For patients with a severe heart attack, adding a new generation anticoagulant drug (DOAC), now used to reduce ischemic risk in atrial fibrillation, may be the solution to prevent the risk of stroke, embolism, or new heart attack. Data of an extensive research analysis carried out by Humanitas University supports this and opens new and important scenarios in the treatment of heart attack.

Adding a new generation anticoagulant drug (DOAC), used to reduce thrombotic risk in atrial fibrillation, could be the solution to prevent, even in patients with heart attack, the risk of thrombotic events such as new heart attack, stroke or embolism. The data from an extensive research analysis carried out by Humanitas University and directed by Giulio Stefanini supports this and it is published in JAMA Cardiology:


  • 473 Studies analyzed
  • 19 candidate clinical studies
  • 667 patients with infarction of varying severity in six selected studies


These are the numbers that have led researchers at Humanitas and Humanitas University, in collaboration with San Raffaele and Duke Clinical Research Institute (USA), to highlight the benefits of the association of anticoagulant therapy with new generation drugs in patients with severe heart attack, or characterized by the breakage of an unstable plaque that causes coronary thrombosis and high risk of post-infarction thrombosis.

“Since the arrival on the market of DOAC drugs already used in atrial fibrillation – explains Prof. Giulio Stefanini, cardiologist at Humanitas and researcher at Humanitas University – we have tried to evaluate their use also in the prevention of ischemic events after a heart attack.

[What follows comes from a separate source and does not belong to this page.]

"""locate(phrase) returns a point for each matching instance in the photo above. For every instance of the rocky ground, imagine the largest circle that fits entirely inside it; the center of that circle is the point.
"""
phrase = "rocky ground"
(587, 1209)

However, in the studies available to date, the data on the effectiveness of a more intense anti-thrombotic drug strategy, involving the addition of DOAC in all patients, indiscriminately, after myocardial infarction, were questionable. In fact, the price the patient paid in terms of hemorrhagic risk versus anti-ischemic benefits was so high that DOACs are not used in clinical practice after a heart attack.


Anticoagulants: The effectiveness of treatment changes depending on the severity of the infarction

To date, infarction treatment is based on revascularization (angioplasty) followed by therapy with two antiplatelet drugs to reduce the very high thrombotic risk in any type of infarction.

“Starting from the hypothesis that indiscriminate post-infarction administration to all patients was the cause of the poor results – Stefanini continues, we have analyzed all the data available to date to verify whether the efficacy of the new anticoagulant drugs changed according to the patients’ risk profile. For the first time, we found evidence of a very marked antithrombotic benefit of this class of drugs, but only in patients with the most severe type of infarction and, therefore, with a higher thrombotic risk. In these patients, the benefits in terms of antithrombotic protection far outweigh the risk of hemorrhagic complications, while in patients with less severe infarction the use of DOACs is not justified because the risk of hemorrhages cancels out the antithrombotic benefit. This result opens up new and important scenarios in the treatment of heart attacks that need to be confirmed by studies specifically designed only in patients with the most severe heart attacks.